1 - Pediatric Service, Hospital Garcia d’Orta, Almada, Portugal
2 - Hematology Unit, Pediatric Department, Hospital Dona Estefânia, Centro Hospitalar Universitário de Lisboa Central, Lisboa, Portugal
3 - Genetics Service, Pediatric Department, Hospital Dona Estefânia, Centro Hospitalar Universitário de Lisboa Central, Lisboa, Portugal
4 - Reference Center of Inherited Metabolic Diseases, Centro Hospitalar Universitário de Lisboa Central, Lisboa, Portugal

- Poster em 16º Simposio Internacional da Sociedade Portuguesa de Doenças Metabólicas Virtual, 11-13 novembro de 2020

Background: Cobalamin G (CblG) defect is a rare inborn error of intracellular cobalamin metabolism caused by deficiency of methionine synthase (MIM 250940), leading to an impairment in homocysteine to methionine remethylation. Patients usually present in infancy with failure to thrive, feeding problems, developmental delay, muscular hypotonia, cognitive impairment and macrocytic anemia with megaloblastic features.

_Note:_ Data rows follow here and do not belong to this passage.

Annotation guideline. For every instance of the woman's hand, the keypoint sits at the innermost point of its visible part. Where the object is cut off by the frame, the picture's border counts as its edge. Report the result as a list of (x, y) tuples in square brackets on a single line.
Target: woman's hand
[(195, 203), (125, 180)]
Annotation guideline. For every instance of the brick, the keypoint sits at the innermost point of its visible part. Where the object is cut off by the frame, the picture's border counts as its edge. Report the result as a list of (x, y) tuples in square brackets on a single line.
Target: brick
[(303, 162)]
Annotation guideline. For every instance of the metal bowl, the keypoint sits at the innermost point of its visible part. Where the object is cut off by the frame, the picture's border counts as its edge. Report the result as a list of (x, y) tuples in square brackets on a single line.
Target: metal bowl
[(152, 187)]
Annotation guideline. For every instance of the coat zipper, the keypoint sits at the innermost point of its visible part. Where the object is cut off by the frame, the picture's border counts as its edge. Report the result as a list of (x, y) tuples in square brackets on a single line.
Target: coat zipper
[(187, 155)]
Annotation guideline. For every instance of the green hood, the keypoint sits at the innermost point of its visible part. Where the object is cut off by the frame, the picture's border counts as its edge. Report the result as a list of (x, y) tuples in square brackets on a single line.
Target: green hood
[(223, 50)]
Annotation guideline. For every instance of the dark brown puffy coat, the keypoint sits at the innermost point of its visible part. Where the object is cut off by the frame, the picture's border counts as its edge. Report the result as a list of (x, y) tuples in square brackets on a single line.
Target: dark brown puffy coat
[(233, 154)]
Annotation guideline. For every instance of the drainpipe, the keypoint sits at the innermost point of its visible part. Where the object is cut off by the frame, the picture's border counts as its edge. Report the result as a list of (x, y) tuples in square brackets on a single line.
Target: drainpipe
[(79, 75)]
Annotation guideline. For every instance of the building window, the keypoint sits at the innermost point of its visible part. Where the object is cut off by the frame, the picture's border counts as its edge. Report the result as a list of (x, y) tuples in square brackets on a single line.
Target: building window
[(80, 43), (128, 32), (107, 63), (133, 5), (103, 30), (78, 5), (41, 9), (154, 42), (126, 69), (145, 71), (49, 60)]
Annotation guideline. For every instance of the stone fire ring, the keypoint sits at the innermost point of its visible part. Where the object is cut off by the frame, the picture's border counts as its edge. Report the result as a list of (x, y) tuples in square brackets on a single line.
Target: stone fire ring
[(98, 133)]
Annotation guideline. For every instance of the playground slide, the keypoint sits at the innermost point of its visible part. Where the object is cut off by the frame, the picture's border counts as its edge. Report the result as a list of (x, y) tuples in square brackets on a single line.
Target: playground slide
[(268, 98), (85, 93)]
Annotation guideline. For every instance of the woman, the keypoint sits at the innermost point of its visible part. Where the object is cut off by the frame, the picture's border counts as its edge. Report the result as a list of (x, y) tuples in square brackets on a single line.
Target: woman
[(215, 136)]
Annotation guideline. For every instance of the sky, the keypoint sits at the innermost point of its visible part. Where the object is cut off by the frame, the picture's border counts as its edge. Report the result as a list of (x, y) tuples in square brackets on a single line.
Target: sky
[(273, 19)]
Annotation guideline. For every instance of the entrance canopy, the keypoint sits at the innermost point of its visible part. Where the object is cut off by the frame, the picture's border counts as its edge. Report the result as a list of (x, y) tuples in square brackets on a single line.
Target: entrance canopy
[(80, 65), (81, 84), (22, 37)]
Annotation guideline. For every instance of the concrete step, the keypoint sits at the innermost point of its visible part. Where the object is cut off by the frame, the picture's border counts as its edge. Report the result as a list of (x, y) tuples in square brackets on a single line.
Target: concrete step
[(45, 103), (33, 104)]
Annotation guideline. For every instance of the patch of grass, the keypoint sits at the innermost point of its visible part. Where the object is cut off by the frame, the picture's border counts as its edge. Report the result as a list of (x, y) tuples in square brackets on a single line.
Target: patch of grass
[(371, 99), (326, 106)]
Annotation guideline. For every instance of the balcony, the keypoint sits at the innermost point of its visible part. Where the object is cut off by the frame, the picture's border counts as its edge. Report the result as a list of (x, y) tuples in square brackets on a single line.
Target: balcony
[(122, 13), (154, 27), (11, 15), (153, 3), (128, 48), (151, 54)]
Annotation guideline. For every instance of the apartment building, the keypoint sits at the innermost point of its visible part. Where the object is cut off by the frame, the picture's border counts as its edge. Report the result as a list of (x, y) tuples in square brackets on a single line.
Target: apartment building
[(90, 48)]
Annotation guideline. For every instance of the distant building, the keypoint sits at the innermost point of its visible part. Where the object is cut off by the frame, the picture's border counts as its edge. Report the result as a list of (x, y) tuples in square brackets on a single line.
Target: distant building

Case report: We report the case of a 15 month-old-girl, first child of a healthy unrelated couple, with uneventful full-term pregnancy, delivery and neonatal period and exclusively breastfed until 5 months, who presented at 6 months of age with poor weight gain, global developmental delay and hypotonia. Laboratory investigation showed severe arregenerative macrocytic anemia (Hb 5,2 g/dL, MCV 102 fL), moderate neutropenia (610 x10^6) and elevated LDH. Vitamin B12 and folic acid deficiency were excluded. Bone marrow biopsy excluded dyserythropoiesis. Further investigation showed markedly elevated homocysteine (130 µmol/l), low plasma methionine and normal urinary methylmalonic acid, suggesting a CblE/CblG disorder of intracellular cobalamin metabolism. Treatment was started with hydroxocobalamin, betaine, folic acid and L-carnitine There was an excellent hematological and biochemical response and significant improvement on neurocognitive development. Genetic testing (Next-Generation Sequencing panel for genes associated vitamin B12 deficiency) revealed two variants in heterozygosity in the MTR gene: a pathogenic frameshift c.2101del variant and an uncertain clinical significance (missense) c.1228G>A variant supporting CblG deficiency. Parental studies are ongoing
Comments: Cobalamin metabolism defects are a very rare cause of megaloblastic anemia and a high level of suspicion is needed, especially after excluding the main causes, as vitamin B12 and folic acid deficiency. In the presented case the classic triad of hyperhomocysteinemia with normal levels of methylmalonic acid and low levels of methionine strongly suggested the diagnosis, leading to prompt treatment. In previously reported cases early treatment corrects cytological abnormalities, improves biochemical parameters but has limited effect on neurocognitive impairment and ophthalmologic and CNS changes tend to progress despite it. In the presented case a developmental improvement was noted in the beginning, but long term follow-up is required.